As the alkoxysilane, those generally used in the sol-gel method can be used. For example, general formula (1): R ¹ _x Si (OR ² ) _4-n (wherein x represents an integer of 0 to 2, R ¹ represents an epoxy group, an amino group, a (meth) acryloyl group, an isocyanate group, A lower alkyl group, an allyl group or an aryl group which may have a functional group such as a mercapto group, which may be the same or different, and R ² represents a hydrogen atom or a lower alkyl group. Can be illustrated. In addition, a lower alkyl group shows a C6 or less linear or branched alkyl group.
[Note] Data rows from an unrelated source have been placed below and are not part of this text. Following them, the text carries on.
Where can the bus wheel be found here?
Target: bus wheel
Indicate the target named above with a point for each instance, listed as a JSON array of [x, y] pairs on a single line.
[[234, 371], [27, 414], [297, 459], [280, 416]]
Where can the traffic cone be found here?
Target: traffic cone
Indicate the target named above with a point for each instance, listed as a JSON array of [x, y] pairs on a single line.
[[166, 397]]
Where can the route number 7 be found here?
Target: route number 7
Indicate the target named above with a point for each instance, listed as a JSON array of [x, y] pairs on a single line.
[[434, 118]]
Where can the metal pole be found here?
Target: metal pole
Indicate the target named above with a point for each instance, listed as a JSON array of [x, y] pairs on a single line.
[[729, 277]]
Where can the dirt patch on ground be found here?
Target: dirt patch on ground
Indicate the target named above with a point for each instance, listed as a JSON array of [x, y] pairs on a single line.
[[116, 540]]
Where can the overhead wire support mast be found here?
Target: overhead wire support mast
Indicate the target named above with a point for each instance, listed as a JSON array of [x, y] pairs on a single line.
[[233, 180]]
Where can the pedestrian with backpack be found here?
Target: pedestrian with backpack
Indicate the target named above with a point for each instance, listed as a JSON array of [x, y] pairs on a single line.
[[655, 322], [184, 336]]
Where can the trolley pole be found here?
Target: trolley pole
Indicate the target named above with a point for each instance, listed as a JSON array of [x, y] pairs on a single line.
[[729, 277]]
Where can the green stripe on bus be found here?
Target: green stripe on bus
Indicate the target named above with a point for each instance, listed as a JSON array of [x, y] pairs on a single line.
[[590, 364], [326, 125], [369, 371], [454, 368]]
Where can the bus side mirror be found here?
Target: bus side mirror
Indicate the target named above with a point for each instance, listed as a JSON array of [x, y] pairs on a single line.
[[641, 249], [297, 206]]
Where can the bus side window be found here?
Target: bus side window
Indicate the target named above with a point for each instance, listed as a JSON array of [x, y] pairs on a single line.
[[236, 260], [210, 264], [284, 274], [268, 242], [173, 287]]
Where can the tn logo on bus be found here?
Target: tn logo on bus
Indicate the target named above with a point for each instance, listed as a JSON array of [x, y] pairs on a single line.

  Specific examples of the alkoxysilane represented by the general formula (1) include, for example, tetramethoxysilane, tetraethoxysilane, tetrapropoxysilane, tetraisopropoxysilane, tetrabutoxysilane, and the like when x = 0. Alkoxysilanes; when x = 1, for example, methyltrimethoxysilane, methyltriethoxysilane, methyltripropoxysilane, methyltributoxysilane, ethyltrimethoxysilane, ethyltriethoxysilane, n-propyl Trimethoxysilane, n-propyltriethoxysilane, isopropyltrimethoxysilane, isopropyltriethoxysilane, vinyltrimethoxysilane, vinyltriethoxysilane, 3-glycidoxypropyltrimethoxysilane, 3-glycidoxy Propyltriethoxysilane, 3-mercaptopropyltrimethoxysilane, 3-mercaptopropyltriethoxysilane, phenyltrimethoxysilane, phenyltriethoxysilane, 3,4-epoxycyclohexylethyltrimethoxysilane, 3,4-epoxycyclohexylethyltri Trialkoxysilanes such as methoxysilane; when x = 2, for example, dimethyldimethoxysilane, dimethyldiethoxysilane, diethyldimethoxysilane, diethyldiethoxysilane, γ-glycidoxypropylmethyldimethoxysilane, and dialkoxysilanes such as γ-mercaptopropylmethyldimethoxysilane. The alkoxysilane is preferably tetraalkoxysilane and / or trialkoxysilane. These alkoxysilanes can be used alone or in combination of two or more.

  An alkoxysilane partial condensate is a partial condensation obtained by hydrolyzing at least two molecules of one or more of the alkoxysilanes. The degree of condensation of the alkoxysilane condensate is not particularly limited, but is preferably a condensate containing an average of 2 to 8 Si atoms per molecule of the alkoxysilane condensate because of good handleability. The structure of the condensate is not particularly limited, and may be either a linear structure or a branched structure, and there may be a bond via an oxygen atom between the branched chains or between the branched chain and the main chain. Good.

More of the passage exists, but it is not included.